E6. Un viaggio nella vita dei norvegesi

Libro ben scritto ed elegante su un paese situato a metà strada tra il continente e "La Norvegia intorno".

(Tradotto da Norwegian di Google Gtranslate)

Se chiedi alle persone di Oslo cosa gli piace di più della città, ti rispondono che ci vogliono solo 20 minuti per uscire a Nordmarka. Allo stesso modo con i magnifici libri sulla Norvegia: ci sono immagini prospettiche lucide di paesaggi; di solito senza persone che possano disturbare l'idillio. Né il road book della NAF parla delle persone: va a monumenti e monumenti antichi.

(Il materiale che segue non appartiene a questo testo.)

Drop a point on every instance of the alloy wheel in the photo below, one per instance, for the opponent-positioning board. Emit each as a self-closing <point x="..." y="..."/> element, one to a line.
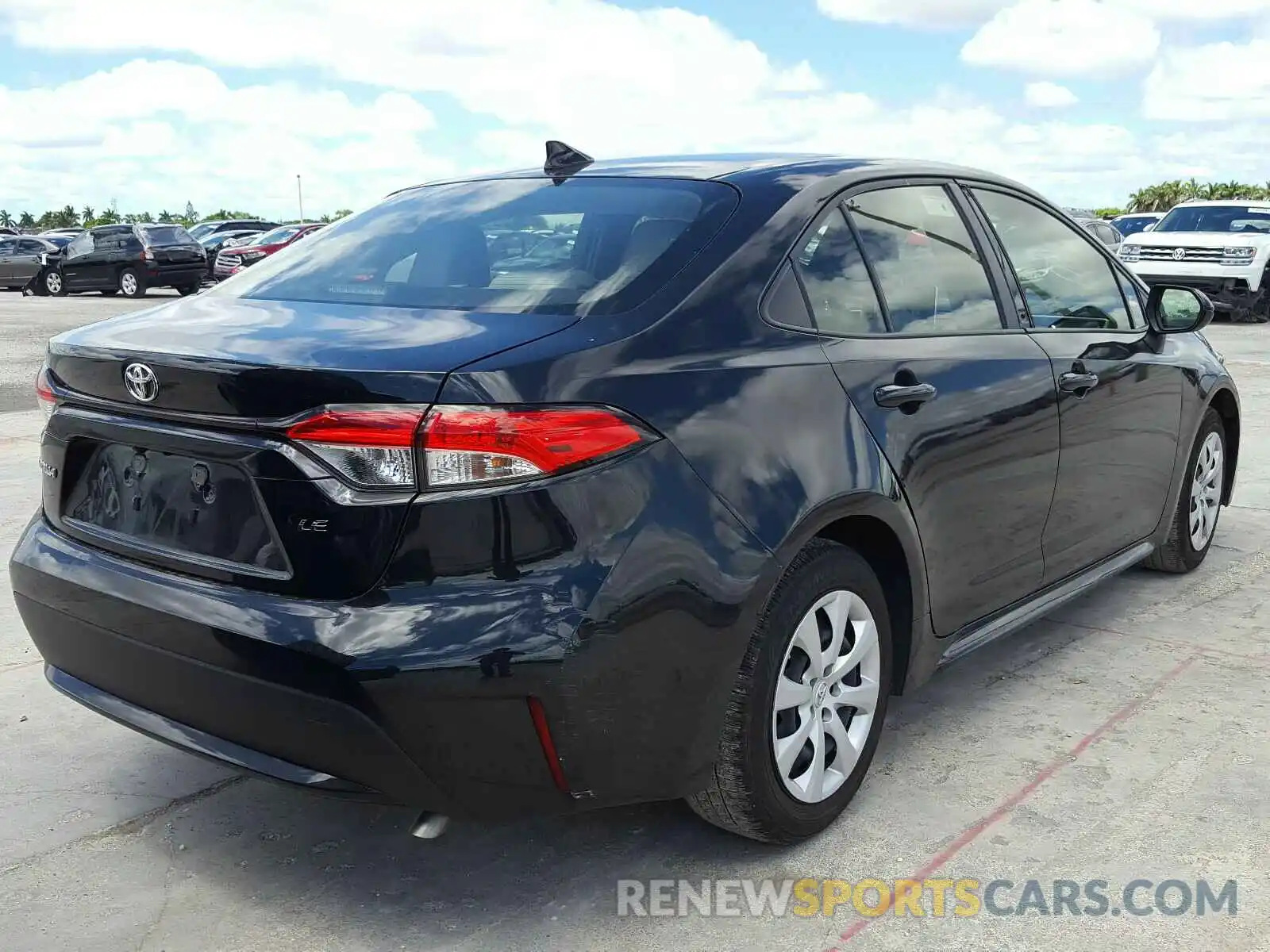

Pertanto, questo libro costituisce E 6. Un viaggio nella vita dei norvegesi, un cambiamento positivo: riguarda principalmente le persone che puoi incontrare in Norvegia e solo secondariamente le loro cose. La cornice è un viaggio in auto da Svinesund a Kirkenes. La giornalista Trude Lorentzen e la fotografa Karin Beate Nøsterud hanno guidato per 2672 chilometri in una Lada dipinta a fiamma – abbastanza intelligenti, perché con una tale donazione si scivola inosservata nella maggior parte degli ambienti in Norvegia.

Vita (e morte) lungo la strada

Oltre alle piccole colonne dei fatti che corrono parallele al testo, conosciamo più in dettaglio cosa si sta facendo per mettere in sicurezza le strade (in modo che le persone non muoiano e in modo che gli animali non muoiano o causino danni alle auto e alle persone ); conducenti suicidi che scelgono un rimorchio come Endlösung (qualcosa con cui "Zero Vision" può fare poco); sul motivo per cui c'è una coda; su com'è lavorare in un casello autostradale; o com'è liberare la neve dalla strada sopra la montagna, o "scavare" un tunnel. E la totale assenza di romanticismo E 6 nel film norvegese.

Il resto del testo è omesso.